In Berlin, at the House of World Cultures and the Max Planck Institute for the History of Science, a group of far-seeing intellectuals asked the question: What changes in the institutions of culture and of knowledge are are required by the era of the Anthropocene? To begin answering that question, they launched a program to define an “Anthropocene Curriculum.” This program included two editions of a prefigurative teaching-and-learning event called the “Anthropocene Campus,” which was wide open to experimentation. Here is one statement of the idea, drawn from the project website:

“In demanding structurally novel commitments, the Anthropocene predicament offers us the opportunity to make previously uncharted transdisciplinary connections, and to experiment with new forms of higher education.

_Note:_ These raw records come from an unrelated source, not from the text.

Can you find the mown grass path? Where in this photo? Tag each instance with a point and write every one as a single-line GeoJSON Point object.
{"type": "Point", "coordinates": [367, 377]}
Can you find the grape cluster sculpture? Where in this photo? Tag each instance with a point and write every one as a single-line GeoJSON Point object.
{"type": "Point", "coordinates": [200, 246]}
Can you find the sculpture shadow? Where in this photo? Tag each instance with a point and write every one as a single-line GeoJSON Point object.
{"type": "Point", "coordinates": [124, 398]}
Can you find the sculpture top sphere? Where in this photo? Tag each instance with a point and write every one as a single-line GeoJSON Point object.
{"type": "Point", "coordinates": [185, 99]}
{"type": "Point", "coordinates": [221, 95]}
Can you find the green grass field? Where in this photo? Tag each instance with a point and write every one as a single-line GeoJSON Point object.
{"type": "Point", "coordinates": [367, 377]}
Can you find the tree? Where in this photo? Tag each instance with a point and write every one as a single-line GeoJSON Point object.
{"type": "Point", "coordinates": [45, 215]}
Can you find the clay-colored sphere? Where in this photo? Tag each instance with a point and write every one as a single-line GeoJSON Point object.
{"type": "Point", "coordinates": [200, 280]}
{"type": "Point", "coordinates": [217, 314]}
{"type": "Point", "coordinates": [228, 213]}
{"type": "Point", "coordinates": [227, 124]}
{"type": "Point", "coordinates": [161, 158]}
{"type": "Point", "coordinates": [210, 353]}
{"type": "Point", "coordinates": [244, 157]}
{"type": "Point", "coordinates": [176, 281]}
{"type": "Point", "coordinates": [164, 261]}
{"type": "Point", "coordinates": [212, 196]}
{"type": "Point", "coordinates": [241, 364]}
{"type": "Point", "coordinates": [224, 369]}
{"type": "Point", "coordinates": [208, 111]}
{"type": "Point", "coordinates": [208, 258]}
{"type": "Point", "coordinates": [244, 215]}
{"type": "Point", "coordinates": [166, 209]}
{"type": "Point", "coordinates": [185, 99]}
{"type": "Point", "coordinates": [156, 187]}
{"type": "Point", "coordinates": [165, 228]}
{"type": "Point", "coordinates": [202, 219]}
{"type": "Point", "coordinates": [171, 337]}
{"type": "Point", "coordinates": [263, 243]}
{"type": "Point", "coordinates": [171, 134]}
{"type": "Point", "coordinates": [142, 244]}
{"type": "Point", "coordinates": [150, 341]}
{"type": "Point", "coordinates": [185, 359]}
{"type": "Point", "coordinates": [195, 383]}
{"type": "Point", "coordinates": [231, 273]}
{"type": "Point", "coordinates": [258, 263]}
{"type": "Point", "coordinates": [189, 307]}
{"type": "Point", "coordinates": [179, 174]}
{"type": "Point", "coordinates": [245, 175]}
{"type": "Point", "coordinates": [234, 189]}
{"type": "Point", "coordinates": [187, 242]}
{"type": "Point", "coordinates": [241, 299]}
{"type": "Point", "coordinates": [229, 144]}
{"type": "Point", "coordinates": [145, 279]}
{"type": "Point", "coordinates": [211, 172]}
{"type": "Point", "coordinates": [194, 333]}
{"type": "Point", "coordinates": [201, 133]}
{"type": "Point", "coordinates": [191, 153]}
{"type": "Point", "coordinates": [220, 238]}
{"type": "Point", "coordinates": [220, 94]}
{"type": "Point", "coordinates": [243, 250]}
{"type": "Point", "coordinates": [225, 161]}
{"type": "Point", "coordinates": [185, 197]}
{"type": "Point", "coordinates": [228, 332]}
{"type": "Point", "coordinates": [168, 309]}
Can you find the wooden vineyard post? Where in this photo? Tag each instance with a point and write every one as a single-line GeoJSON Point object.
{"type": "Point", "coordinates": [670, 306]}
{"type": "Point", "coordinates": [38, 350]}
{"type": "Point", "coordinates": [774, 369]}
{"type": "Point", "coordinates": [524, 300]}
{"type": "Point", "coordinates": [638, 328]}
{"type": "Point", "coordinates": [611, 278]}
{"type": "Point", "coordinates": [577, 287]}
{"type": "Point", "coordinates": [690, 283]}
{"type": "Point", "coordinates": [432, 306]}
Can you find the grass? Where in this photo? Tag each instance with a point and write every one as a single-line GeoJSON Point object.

Universities, academies, research platforms, and cultural institutions, as situated spaces of knowledge production and dissemination, must deeply integrate cross-disciplinary thinking, mutual learning, new modes of research, and civic commitment in order to secure their future.”

DEEP TIME CHICAGO has been inspired by the Anthropocene Campus. Those of us who taught and attended share at least one belief: something kindred, but also fundamentally different is possible in our local context. Something that will grow directly from our own experience. Something we can’t yet fully imagine. To report on the events in Berlin is to invite anyone who cares to help invent something new right here.